Straight2PDF is operated by WFA Support Ltd. This page summarises the safeguards and operating practices we use to protect the platform. It should be read alongside our Privacy Policy, Terms and Conditions and Data Processing Agreement.
1. Security approach
We use reasonable technical and organisational measures designed to protect customer data, maintain service availability and reduce the risk of unauthorised access, loss or misuse. Security controls are reviewed as the service changes, and customer-facing claims are kept conservative unless they are supported by implemented controls or confirmed operating procedures.
2. Hosting and infrastructure
- Core hosting is provided in the United Kingdom by 24host.uk.
- The public website is designed to limit exposure of private application logic and non-public service files.
- Transport security controls are used where appropriate, including HTTPS enforcement and security headers.
- Private application configuration, service logic and customer file storage are kept under server-side locations outside the public web root.
- Backups and operational copies may be used to support resilience, recovery and service continuity.
3. Account and access controls
- Access to customer areas requires authenticated accounts.
- Role and permission checks are used to limit access to customer-specific data and admin functionality.
- Session cookies use security-focused settings to help reduce unauthorised access and misuse.
- Passwords are hashed and are not stored in plain text.
- Two-factor authentication is required in reviewed web/admin and mobile app sign-in flows before normal account access is granted.
- Two-factor authentication secret keys are encrypted at rest using AES-256-GCM.
- Admin and support areas apply role, customer and support-session checks so users can only access permitted company data and system tools.
4. Password and session safeguards
- New passwords must meet a minimum length (12 characters) and complexity policy (uppercase, lowercase, number and symbol required).
- Recent password reuse is checked against the last 12 passwords, and accounts can be marked for forced password change where needed.
- Known-breached-password checking is supported where configured.
- Repeated failed sign-in attempts are rate limited or locked out to reduce brute-force risk.

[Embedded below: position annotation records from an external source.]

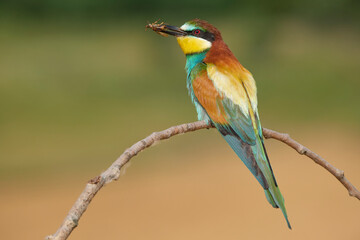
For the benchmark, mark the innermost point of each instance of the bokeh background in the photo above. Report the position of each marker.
(80, 81)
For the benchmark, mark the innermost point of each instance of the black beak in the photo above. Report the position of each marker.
(174, 31)
(166, 30)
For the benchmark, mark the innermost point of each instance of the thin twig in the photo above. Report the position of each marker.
(113, 172)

- Mobile/API access uses signed, time-limited access tokens and refresh-token handling after successful authentication.
5. Data protection
Customer form submissions, uploaded content and generated documents are processed to provide the Straight2PDF service. Uploaded files and generated PDFs are access-controlled through account and permission checks. We do not use customer form content for advertising. Data processing commitments are described in our DPA.
- Customer files and generated outputs are stored in private server-side storage paths rather than public website folders.

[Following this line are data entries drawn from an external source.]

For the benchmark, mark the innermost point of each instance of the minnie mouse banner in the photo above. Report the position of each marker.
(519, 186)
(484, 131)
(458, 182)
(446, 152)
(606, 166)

- Generated workbook/PDF outputs use safe-path checks and cleanup controls.
- Template upload validation includes file type, size, ZIP structure, unsafe path and macro checks for supported Excel template uploads.

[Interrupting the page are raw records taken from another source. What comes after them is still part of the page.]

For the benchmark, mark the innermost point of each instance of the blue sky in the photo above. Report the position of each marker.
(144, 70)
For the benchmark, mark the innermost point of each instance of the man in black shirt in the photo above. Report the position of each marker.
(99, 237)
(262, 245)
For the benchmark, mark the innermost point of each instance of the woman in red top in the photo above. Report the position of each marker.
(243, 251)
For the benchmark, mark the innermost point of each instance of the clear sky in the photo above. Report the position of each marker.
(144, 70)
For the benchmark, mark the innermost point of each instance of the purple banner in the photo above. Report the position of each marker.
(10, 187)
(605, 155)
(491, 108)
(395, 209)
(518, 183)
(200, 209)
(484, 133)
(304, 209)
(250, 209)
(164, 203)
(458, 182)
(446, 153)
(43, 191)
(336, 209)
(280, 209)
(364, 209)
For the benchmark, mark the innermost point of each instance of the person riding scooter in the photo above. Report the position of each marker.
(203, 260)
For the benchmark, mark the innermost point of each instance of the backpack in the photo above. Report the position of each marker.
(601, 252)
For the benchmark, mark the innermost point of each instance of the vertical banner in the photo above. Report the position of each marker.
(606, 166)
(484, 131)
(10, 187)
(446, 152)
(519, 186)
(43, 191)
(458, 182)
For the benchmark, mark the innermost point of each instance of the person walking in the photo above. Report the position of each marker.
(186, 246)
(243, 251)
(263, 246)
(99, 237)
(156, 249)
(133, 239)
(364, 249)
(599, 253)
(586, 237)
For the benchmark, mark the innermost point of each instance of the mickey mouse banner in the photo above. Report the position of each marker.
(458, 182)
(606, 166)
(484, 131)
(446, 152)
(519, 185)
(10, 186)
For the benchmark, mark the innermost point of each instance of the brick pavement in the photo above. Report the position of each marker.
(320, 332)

- Customer-uploaded files (CusFiles) are encrypted at the application layer using AES-256-GCM with per-customer derived keys.
- Form submission data (FormData) stored in the database is encrypted at rest using AES-256-GCM with per-customer derived keys.
6. Monitoring, logging and auditability
We may record access logs, application logs, account activity, policy agreement records, page visit analytics where consent applies, rate-limit events, backup actions, submission workflow events and error logs to help operate, secure and improve the service. Technical logs are handled in line with our Privacy Policy.
- Sensitive administrative actions (user enable/disable/delete, 2FA resets, customer account deletion) are recorded in an immutable audit trail for GDPR Art. 5(2) accountability purposes.
7. Backups and resilience
Backup tooling supports database and customer-file backups, checksum verification, content validation, test restore, staging restore and guarded emergency live restore workflows. Where a backup encryption key is configured, backups are encrypted at rest using AES-256-GCM. Backup operation, restore testing frequency and any off-server retention arrangements should be confirmed for the relevant customer environment.
8. Incident handling
If we identify a security incident affecting customer data, we will investigate, take appropriate containment steps and notify affected customers or regulators where required by law. We maintain a formal breach register to record, track and manage data breach incidents, including the 72-hour ICO notification requirement under GDPR Art. 33.
9. Current enterprise limitations and roadmap areas
Some enterprise controls are not currently represented as standard public features or have not been independently evidenced in this website repository. These include SSO/SAML/OIDC, configurable server-side web inactivity timeout, formal SOC 2 or ISO 27001 certification, published penetration-test reports, customer-facing WAF/DDoS architecture evidence, and malware scanning integration for every upload type. We are happy to discuss these requirements for Business or enterprise customers.
10. Customer responsibilities
- Use strong passwords and keep credentials secure.
- Assign access only to people who need it.
- Keep devices used with Straight2PDF secure and updated.
- Report suspected account compromise or security concerns promptly.
11. Responsible disclosure
If you believe you have found a vulnerability, please contact support@straight2pdf.co.uk with enough detail for us to investigate, including affected URLs, steps to reproduce, potential impact and your contact details. Please do not access, alter, delete, download or disclose data that does not belong to you, disrupt the service, or perform destructive testing.